Record side effects as receipts. For tools that send messages, write files, create PRs, modify calendars, or delete resources, the contract should include an observable receipt. This lets the agent and the test harness distinguish "requested" from "actually completed."

Use deterministic mocks for contract tests. Full agent behavior is stochastic. Tool contract tests should minimize variance by fixing tool responses, model settings where possible, and runtime state. Use statistical evals for full workflow behavior, not for low-level schema compatibility.

Promote incidents into fixtures. When a real failure occurs, redact it, reduce it to the minimal event graph, and add it to the contract suite. Production-derived fixtures are often better than synthetic happy paths.

Treat descriptions as executable surface area. Description rewrites should run tool-selection and argument-generation tests, even if the JSON Schema is unchanged.

Design for provider divergence. Maintain a supported-schema profile per provider/runtime. If one adapter cannot express a constraint, either reject that tool for the provider or add a compensating runtime validator.

Failure Modes to Test

Agent tool contracts should include negative cases by default:

Unknown tool name
Missing required argument
Extra argument when strict mode is enabled
Wrong enum value
Semantically invalid but schema-valid ID
Timeout
Cancellation
Permission denied
Partial result
Empty result
Stale cache result
Duplicate write with same idempotency key
Duplicate write without idempotency key
Malformed provider response
Tool result that is valid JSON but missing expected semantic fields
Runtime adapter rejecting a schema that another provider accepts

These cases are not edge details.
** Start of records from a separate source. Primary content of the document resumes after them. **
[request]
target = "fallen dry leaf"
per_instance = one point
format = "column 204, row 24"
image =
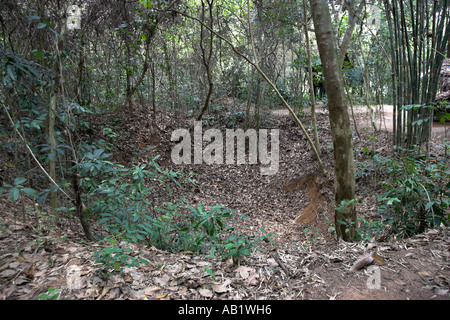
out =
column 221, row 288
column 151, row 290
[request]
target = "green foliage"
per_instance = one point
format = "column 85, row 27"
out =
column 416, row 195
column 114, row 258
column 17, row 187
column 120, row 201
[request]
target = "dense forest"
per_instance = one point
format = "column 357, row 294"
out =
column 224, row 149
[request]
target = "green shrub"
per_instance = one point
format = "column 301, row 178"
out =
column 416, row 195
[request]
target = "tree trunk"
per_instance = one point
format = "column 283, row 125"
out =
column 310, row 80
column 344, row 183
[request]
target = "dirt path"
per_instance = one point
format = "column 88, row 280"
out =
column 384, row 124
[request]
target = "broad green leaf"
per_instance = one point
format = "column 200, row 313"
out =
column 19, row 180
column 14, row 194
column 30, row 192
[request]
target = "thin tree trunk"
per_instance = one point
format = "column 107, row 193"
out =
column 344, row 183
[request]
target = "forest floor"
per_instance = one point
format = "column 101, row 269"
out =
column 296, row 205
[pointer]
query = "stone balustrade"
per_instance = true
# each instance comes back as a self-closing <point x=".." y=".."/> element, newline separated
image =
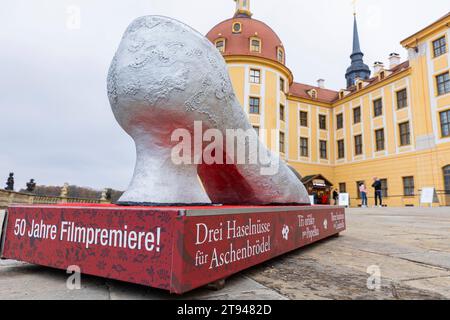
<point x="11" y="197"/>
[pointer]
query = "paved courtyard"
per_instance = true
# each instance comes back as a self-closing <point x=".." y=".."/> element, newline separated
<point x="410" y="247"/>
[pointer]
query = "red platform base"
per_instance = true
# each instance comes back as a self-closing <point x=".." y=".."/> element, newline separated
<point x="172" y="248"/>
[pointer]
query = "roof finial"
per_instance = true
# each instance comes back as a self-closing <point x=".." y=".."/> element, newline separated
<point x="242" y="8"/>
<point x="354" y="6"/>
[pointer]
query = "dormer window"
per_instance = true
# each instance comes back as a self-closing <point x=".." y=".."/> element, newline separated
<point x="280" y="55"/>
<point x="237" y="27"/>
<point x="255" y="45"/>
<point x="313" y="93"/>
<point x="220" y="45"/>
<point x="359" y="85"/>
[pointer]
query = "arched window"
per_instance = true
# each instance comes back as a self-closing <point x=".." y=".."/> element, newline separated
<point x="280" y="55"/>
<point x="446" y="171"/>
<point x="220" y="45"/>
<point x="237" y="27"/>
<point x="255" y="45"/>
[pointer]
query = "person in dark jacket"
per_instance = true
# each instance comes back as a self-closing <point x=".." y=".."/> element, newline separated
<point x="378" y="193"/>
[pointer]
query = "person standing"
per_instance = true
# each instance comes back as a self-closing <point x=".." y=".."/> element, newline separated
<point x="363" y="192"/>
<point x="378" y="193"/>
<point x="335" y="196"/>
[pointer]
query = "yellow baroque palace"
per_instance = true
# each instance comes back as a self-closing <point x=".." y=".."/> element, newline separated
<point x="392" y="123"/>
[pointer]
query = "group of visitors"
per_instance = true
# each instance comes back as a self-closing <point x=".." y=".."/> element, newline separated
<point x="376" y="185"/>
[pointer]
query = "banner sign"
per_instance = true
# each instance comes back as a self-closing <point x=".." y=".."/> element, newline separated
<point x="344" y="199"/>
<point x="176" y="249"/>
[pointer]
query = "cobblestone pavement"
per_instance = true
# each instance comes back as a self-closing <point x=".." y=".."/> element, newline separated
<point x="409" y="246"/>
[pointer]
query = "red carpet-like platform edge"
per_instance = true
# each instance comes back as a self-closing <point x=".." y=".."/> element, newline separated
<point x="172" y="248"/>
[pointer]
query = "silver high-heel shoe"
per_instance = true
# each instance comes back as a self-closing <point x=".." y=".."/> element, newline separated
<point x="165" y="77"/>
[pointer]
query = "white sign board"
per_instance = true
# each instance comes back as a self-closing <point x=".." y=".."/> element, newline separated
<point x="428" y="196"/>
<point x="344" y="199"/>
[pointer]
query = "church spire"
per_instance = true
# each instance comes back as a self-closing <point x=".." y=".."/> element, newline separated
<point x="242" y="8"/>
<point x="357" y="68"/>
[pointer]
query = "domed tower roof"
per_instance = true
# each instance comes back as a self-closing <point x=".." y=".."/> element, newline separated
<point x="238" y="33"/>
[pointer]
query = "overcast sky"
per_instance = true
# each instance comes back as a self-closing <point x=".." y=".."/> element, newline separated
<point x="56" y="123"/>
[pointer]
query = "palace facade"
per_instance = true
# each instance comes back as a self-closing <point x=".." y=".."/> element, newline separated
<point x="392" y="122"/>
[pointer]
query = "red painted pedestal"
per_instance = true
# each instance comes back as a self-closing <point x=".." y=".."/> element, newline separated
<point x="172" y="248"/>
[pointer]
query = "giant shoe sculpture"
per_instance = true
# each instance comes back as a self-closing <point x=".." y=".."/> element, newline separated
<point x="166" y="76"/>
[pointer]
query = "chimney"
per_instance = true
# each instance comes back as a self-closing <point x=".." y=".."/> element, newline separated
<point x="394" y="60"/>
<point x="321" y="83"/>
<point x="378" y="66"/>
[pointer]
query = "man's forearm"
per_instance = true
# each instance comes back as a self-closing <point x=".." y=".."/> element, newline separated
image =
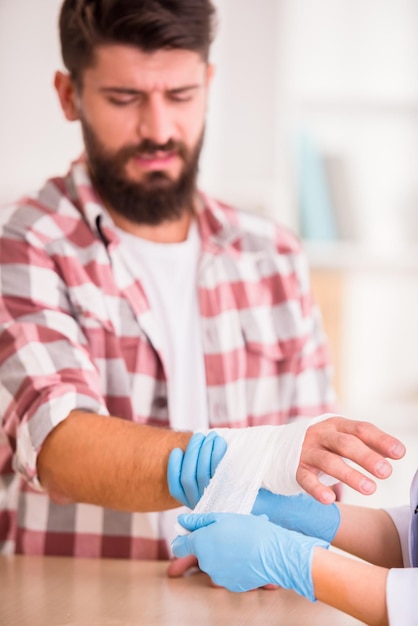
<point x="378" y="542"/>
<point x="109" y="462"/>
<point x="352" y="586"/>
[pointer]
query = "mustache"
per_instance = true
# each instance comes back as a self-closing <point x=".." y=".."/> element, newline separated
<point x="147" y="146"/>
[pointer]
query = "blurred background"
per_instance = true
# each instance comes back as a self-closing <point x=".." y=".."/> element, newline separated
<point x="313" y="120"/>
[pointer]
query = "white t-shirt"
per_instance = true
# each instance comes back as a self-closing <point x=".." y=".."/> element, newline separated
<point x="168" y="273"/>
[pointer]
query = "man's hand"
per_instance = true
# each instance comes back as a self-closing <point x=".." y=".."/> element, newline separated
<point x="327" y="443"/>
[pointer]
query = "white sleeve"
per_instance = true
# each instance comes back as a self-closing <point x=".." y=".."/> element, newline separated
<point x="401" y="517"/>
<point x="401" y="597"/>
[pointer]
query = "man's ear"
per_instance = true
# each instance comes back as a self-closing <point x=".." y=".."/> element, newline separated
<point x="209" y="73"/>
<point x="67" y="95"/>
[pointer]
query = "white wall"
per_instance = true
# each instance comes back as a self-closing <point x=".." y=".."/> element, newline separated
<point x="35" y="141"/>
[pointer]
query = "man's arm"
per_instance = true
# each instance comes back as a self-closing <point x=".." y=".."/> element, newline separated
<point x="109" y="462"/>
<point x="378" y="542"/>
<point x="354" y="587"/>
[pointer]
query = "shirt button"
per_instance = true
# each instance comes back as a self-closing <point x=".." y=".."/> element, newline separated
<point x="160" y="402"/>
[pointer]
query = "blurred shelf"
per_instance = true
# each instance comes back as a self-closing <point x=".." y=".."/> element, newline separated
<point x="350" y="255"/>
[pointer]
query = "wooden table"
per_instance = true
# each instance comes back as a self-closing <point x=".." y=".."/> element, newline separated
<point x="55" y="591"/>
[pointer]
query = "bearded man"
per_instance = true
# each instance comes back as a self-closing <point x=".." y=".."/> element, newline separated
<point x="135" y="310"/>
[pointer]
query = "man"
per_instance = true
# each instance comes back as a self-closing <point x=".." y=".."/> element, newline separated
<point x="132" y="304"/>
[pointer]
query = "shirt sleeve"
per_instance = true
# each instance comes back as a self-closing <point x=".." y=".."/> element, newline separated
<point x="45" y="367"/>
<point x="314" y="390"/>
<point x="401" y="591"/>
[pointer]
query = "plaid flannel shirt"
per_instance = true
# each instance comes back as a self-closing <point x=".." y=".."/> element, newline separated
<point x="76" y="332"/>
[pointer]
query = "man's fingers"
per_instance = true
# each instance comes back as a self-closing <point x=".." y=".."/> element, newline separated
<point x="352" y="448"/>
<point x="372" y="437"/>
<point x="312" y="485"/>
<point x="335" y="466"/>
<point x="381" y="442"/>
<point x="204" y="462"/>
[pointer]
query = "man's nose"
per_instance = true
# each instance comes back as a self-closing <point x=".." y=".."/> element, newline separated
<point x="155" y="122"/>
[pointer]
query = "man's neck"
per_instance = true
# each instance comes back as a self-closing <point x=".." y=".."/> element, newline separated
<point x="173" y="231"/>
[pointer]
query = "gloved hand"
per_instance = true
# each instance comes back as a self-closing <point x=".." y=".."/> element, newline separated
<point x="189" y="472"/>
<point x="242" y="552"/>
<point x="301" y="513"/>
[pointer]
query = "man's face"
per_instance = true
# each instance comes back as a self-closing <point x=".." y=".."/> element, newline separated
<point x="143" y="117"/>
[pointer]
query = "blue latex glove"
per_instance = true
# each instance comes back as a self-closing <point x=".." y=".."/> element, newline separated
<point x="242" y="552"/>
<point x="301" y="513"/>
<point x="189" y="472"/>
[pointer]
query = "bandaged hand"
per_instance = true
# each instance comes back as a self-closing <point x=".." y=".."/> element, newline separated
<point x="243" y="552"/>
<point x="189" y="472"/>
<point x="301" y="513"/>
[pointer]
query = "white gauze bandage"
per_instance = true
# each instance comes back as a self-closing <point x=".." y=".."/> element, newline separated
<point x="260" y="456"/>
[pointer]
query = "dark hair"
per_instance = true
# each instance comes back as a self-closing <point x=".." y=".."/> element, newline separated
<point x="147" y="24"/>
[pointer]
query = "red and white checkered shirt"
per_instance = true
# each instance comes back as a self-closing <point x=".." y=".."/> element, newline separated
<point x="76" y="332"/>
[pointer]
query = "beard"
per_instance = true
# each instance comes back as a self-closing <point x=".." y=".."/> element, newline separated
<point x="157" y="198"/>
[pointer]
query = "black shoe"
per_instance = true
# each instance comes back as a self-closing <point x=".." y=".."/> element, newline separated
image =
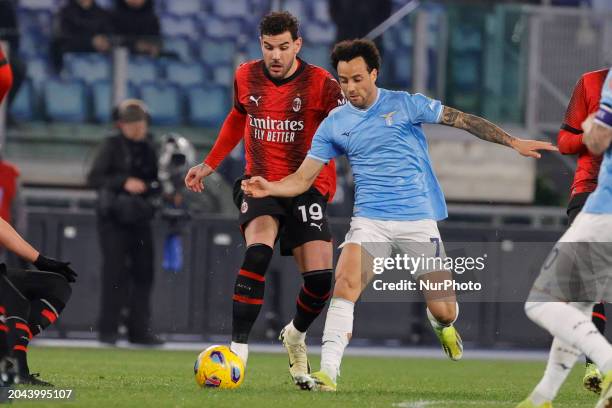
<point x="146" y="340"/>
<point x="110" y="339"/>
<point x="33" y="379"/>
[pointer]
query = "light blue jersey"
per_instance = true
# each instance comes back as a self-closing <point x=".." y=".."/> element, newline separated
<point x="600" y="201"/>
<point x="387" y="150"/>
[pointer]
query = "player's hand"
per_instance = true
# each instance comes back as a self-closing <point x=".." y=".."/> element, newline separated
<point x="134" y="185"/>
<point x="51" y="265"/>
<point x="529" y="148"/>
<point x="257" y="187"/>
<point x="194" y="180"/>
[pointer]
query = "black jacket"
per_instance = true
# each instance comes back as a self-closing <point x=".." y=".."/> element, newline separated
<point x="119" y="158"/>
<point x="134" y="24"/>
<point x="76" y="26"/>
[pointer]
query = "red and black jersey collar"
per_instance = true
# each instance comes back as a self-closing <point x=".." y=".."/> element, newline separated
<point x="279" y="82"/>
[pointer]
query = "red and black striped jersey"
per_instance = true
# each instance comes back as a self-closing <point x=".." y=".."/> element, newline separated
<point x="584" y="101"/>
<point x="282" y="117"/>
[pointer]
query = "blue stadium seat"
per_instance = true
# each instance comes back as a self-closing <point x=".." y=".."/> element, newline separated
<point x="224" y="28"/>
<point x="65" y="101"/>
<point x="38" y="4"/>
<point x="22" y="107"/>
<point x="173" y="26"/>
<point x="142" y="69"/>
<point x="319" y="33"/>
<point x="316" y="55"/>
<point x="234" y="8"/>
<point x="88" y="67"/>
<point x="207" y="105"/>
<point x="101" y="95"/>
<point x="164" y="103"/>
<point x="182" y="7"/>
<point x="223" y="75"/>
<point x="38" y="70"/>
<point x="185" y="74"/>
<point x="214" y="52"/>
<point x="181" y="46"/>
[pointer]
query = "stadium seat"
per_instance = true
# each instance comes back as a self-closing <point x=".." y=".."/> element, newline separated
<point x="173" y="26"/>
<point x="142" y="69"/>
<point x="185" y="74"/>
<point x="38" y="70"/>
<point x="207" y="105"/>
<point x="65" y="101"/>
<point x="234" y="8"/>
<point x="22" y="107"/>
<point x="320" y="33"/>
<point x="214" y="52"/>
<point x="223" y="75"/>
<point x="164" y="103"/>
<point x="101" y="98"/>
<point x="316" y="55"/>
<point x="181" y="46"/>
<point x="223" y="28"/>
<point x="38" y="4"/>
<point x="182" y="7"/>
<point x="88" y="67"/>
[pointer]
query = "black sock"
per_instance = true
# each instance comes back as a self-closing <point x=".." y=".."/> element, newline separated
<point x="312" y="297"/>
<point x="249" y="291"/>
<point x="599" y="320"/>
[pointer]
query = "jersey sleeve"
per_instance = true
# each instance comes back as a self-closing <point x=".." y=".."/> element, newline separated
<point x="606" y="91"/>
<point x="332" y="94"/>
<point x="323" y="148"/>
<point x="422" y="109"/>
<point x="569" y="138"/>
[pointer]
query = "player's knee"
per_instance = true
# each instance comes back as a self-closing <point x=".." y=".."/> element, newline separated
<point x="257" y="258"/>
<point x="347" y="288"/>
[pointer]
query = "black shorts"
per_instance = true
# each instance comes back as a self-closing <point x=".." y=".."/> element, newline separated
<point x="302" y="218"/>
<point x="575" y="206"/>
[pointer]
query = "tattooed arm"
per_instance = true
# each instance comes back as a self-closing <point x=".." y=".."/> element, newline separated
<point x="490" y="132"/>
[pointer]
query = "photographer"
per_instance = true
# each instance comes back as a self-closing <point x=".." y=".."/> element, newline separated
<point x="125" y="174"/>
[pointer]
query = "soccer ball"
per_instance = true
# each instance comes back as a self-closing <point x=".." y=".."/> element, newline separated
<point x="218" y="367"/>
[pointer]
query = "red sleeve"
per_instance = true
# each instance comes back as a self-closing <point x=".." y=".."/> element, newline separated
<point x="6" y="76"/>
<point x="569" y="138"/>
<point x="332" y="94"/>
<point x="231" y="133"/>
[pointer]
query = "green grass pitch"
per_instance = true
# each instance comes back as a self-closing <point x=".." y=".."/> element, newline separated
<point x="113" y="378"/>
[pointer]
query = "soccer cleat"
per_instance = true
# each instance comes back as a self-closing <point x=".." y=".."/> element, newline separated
<point x="592" y="379"/>
<point x="299" y="367"/>
<point x="528" y="404"/>
<point x="323" y="382"/>
<point x="451" y="342"/>
<point x="605" y="401"/>
<point x="33" y="379"/>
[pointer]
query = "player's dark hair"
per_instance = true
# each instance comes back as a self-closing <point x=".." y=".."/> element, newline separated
<point x="351" y="49"/>
<point x="278" y="22"/>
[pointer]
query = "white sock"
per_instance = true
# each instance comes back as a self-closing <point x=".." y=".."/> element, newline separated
<point x="293" y="335"/>
<point x="572" y="325"/>
<point x="242" y="349"/>
<point x="438" y="325"/>
<point x="561" y="359"/>
<point x="336" y="335"/>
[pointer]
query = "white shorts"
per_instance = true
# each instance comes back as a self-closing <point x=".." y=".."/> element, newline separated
<point x="579" y="267"/>
<point x="414" y="238"/>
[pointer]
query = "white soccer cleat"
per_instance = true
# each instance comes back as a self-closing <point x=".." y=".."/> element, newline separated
<point x="299" y="367"/>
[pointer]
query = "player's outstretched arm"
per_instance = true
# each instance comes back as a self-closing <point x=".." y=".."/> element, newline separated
<point x="597" y="137"/>
<point x="290" y="186"/>
<point x="490" y="132"/>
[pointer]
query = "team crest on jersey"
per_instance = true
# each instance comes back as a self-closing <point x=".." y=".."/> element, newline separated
<point x="297" y="104"/>
<point x="389" y="117"/>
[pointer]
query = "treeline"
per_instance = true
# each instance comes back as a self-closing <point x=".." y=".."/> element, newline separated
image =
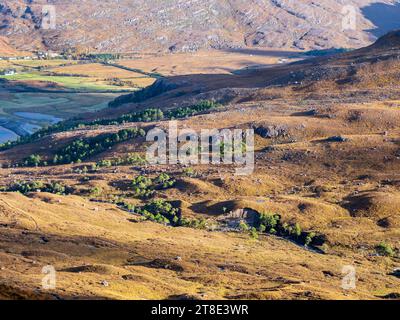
<point x="83" y="148"/>
<point x="25" y="187"/>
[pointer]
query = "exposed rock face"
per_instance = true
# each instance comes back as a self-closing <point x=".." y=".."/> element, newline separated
<point x="271" y="132"/>
<point x="180" y="25"/>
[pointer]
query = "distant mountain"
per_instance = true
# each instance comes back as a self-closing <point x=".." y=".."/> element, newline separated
<point x="6" y="50"/>
<point x="181" y="25"/>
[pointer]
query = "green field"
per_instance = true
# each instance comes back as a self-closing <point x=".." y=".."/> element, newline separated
<point x="73" y="83"/>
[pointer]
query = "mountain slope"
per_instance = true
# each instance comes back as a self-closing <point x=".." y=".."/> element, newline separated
<point x="154" y="25"/>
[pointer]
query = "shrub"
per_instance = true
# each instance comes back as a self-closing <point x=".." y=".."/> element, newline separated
<point x="269" y="222"/>
<point x="189" y="172"/>
<point x="33" y="160"/>
<point x="164" y="181"/>
<point x="243" y="226"/>
<point x="254" y="233"/>
<point x="142" y="187"/>
<point x="25" y="187"/>
<point x="385" y="249"/>
<point x="96" y="191"/>
<point x="160" y="211"/>
<point x="82" y="149"/>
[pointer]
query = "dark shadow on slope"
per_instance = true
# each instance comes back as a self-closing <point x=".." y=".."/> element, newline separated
<point x="385" y="17"/>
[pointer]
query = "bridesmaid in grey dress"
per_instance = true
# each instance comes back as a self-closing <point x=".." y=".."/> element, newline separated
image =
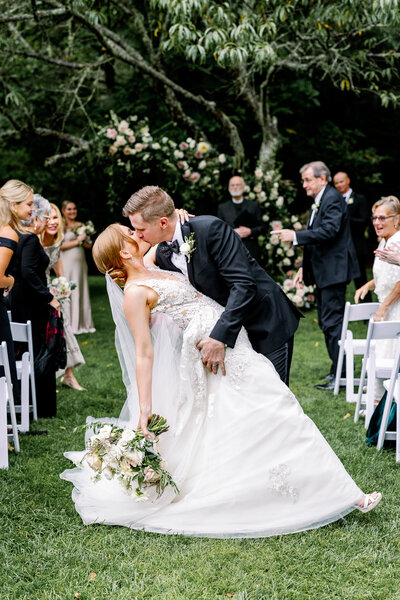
<point x="51" y="240"/>
<point x="75" y="269"/>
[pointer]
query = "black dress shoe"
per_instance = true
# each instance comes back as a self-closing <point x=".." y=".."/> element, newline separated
<point x="329" y="385"/>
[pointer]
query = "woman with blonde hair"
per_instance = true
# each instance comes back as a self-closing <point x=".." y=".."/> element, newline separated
<point x="386" y="280"/>
<point x="51" y="239"/>
<point x="30" y="298"/>
<point x="8" y="245"/>
<point x="247" y="460"/>
<point x="76" y="269"/>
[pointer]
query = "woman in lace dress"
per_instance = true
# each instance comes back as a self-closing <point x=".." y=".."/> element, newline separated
<point x="247" y="460"/>
<point x="386" y="281"/>
<point x="51" y="239"/>
<point x="75" y="269"/>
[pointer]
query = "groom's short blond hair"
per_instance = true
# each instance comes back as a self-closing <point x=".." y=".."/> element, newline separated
<point x="151" y="202"/>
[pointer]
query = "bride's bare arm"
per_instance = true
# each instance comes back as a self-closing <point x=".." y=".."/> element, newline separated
<point x="137" y="303"/>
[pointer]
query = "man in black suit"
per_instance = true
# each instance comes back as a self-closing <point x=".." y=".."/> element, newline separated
<point x="329" y="259"/>
<point x="220" y="267"/>
<point x="243" y="215"/>
<point x="359" y="213"/>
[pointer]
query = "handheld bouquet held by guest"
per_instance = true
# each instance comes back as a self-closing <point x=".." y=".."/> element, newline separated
<point x="76" y="237"/>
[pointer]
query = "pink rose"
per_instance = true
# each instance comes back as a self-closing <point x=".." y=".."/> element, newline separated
<point x="195" y="177"/>
<point x="111" y="133"/>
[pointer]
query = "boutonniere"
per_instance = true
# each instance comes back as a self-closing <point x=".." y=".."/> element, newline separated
<point x="315" y="206"/>
<point x="188" y="247"/>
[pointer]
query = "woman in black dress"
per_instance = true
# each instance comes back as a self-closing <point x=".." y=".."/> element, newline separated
<point x="8" y="245"/>
<point x="30" y="298"/>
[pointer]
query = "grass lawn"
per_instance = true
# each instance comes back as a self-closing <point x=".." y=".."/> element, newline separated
<point x="47" y="553"/>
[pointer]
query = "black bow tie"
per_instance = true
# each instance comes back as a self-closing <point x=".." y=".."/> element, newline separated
<point x="168" y="249"/>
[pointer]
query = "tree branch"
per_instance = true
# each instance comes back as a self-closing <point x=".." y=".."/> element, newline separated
<point x="30" y="17"/>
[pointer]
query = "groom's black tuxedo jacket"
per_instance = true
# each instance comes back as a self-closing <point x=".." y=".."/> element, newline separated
<point x="329" y="255"/>
<point x="222" y="268"/>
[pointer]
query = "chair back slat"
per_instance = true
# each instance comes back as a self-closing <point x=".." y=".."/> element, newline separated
<point x="362" y="312"/>
<point x="19" y="332"/>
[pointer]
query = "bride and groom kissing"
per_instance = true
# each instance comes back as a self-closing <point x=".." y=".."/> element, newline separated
<point x="247" y="460"/>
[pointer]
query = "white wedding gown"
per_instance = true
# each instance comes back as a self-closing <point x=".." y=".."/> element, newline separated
<point x="247" y="460"/>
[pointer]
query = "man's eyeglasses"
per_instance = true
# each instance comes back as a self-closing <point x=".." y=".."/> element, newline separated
<point x="382" y="219"/>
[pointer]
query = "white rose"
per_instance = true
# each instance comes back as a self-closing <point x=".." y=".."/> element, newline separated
<point x="105" y="432"/>
<point x="127" y="435"/>
<point x="123" y="126"/>
<point x="120" y="141"/>
<point x="134" y="458"/>
<point x="184" y="248"/>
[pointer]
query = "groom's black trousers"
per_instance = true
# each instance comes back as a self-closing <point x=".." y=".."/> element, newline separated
<point x="281" y="358"/>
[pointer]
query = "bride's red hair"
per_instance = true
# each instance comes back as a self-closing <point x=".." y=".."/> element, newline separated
<point x="106" y="252"/>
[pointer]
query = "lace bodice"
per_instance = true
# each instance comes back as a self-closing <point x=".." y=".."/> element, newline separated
<point x="196" y="315"/>
<point x="386" y="275"/>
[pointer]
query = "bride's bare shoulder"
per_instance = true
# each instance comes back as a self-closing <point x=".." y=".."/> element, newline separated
<point x="150" y="257"/>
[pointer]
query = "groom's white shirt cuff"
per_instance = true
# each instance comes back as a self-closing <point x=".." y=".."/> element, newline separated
<point x="179" y="260"/>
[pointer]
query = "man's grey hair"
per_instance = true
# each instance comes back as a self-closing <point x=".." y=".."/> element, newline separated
<point x="319" y="168"/>
<point x="42" y="207"/>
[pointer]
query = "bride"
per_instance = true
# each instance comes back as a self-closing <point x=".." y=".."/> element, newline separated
<point x="247" y="460"/>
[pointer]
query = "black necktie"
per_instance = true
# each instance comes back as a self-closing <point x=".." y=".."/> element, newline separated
<point x="168" y="249"/>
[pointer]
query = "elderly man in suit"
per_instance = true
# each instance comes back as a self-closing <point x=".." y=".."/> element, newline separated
<point x="243" y="215"/>
<point x="359" y="213"/>
<point x="329" y="259"/>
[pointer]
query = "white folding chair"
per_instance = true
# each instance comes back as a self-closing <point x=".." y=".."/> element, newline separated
<point x="349" y="347"/>
<point x="392" y="386"/>
<point x="3" y="425"/>
<point x="376" y="368"/>
<point x="9" y="398"/>
<point x="22" y="332"/>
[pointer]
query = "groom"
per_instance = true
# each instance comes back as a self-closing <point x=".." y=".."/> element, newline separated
<point x="218" y="265"/>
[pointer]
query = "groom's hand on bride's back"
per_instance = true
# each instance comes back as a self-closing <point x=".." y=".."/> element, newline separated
<point x="212" y="354"/>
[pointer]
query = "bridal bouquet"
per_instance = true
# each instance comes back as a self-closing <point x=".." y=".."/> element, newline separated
<point x="126" y="454"/>
<point x="87" y="228"/>
<point x="61" y="288"/>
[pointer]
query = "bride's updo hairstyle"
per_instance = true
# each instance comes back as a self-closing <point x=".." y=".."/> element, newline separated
<point x="106" y="252"/>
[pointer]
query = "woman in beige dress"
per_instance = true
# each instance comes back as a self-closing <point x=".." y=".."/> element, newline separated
<point x="75" y="269"/>
<point x="51" y="240"/>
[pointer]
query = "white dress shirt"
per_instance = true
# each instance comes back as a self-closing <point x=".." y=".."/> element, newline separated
<point x="347" y="195"/>
<point x="317" y="199"/>
<point x="179" y="260"/>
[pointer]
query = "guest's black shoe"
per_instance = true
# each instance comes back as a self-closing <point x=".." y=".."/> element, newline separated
<point x="329" y="385"/>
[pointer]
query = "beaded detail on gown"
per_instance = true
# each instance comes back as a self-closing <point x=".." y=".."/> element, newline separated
<point x="75" y="269"/>
<point x="247" y="460"/>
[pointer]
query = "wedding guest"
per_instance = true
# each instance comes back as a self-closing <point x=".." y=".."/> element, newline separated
<point x="243" y="215"/>
<point x="359" y="213"/>
<point x="51" y="239"/>
<point x="30" y="298"/>
<point x="386" y="281"/>
<point x="75" y="269"/>
<point x="8" y="245"/>
<point x="329" y="259"/>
They are where agents most often fall out of alignment with their tools.

Risks and Tradeoffs

Schema false confidence. JSON Schema is necessary, but it only proves shape. A valid tool call can still be the wrong action.

Brittle golden traces. Exact step-by-step trace matching can punish valid improvements in planning. Prefer typed assertions, partial ordering, and semantic invariants.

Compatibility drag. Backward-compatible shims accumulate. Use telemetry to see when old contracts are no longer exercised, then remove them on a published schedule.

Provider divergence. Schema and tool-call behavior differs across LLM providers. A portability layer needs real conformance tests, not just type definitions.

Trace privacy. Golden traces can capture secrets, private text, paths, customer data, or credentials. Redaction must happen before persistence and before any fixture is shared.

Unclear ownership. Tool providers, runtime maintainers, prompt authors, and workflow owners may all think someone else owns compatibility. Consumer-driven contracts work only when review ownership is explicit.

Over-testing model prose. Natural-language outputs are often too unstable for low-level contracts. Use them sparingly and keep deterministic artifacts as the primary assertions.

Practical Minimum Viable Setup

A small team does not need a large platform to start. The useful minimum is:

JSON Schema for every tool input and output.
A stable structured error envelope.
A contract fixture for each important tool use case.
A golden trace for each critical workflow and each major incident.
A schema-diff CI check.
Runtime adapter tests for each provider or transport.
A redaction process for turning production failures into regression fixtures.

The payoff is not only fewer runtime failures. It is operational confidence: when a tool, model, provider SDK, or runtime adapter changes, the team can see whether existing agent workflows still mean the same thing.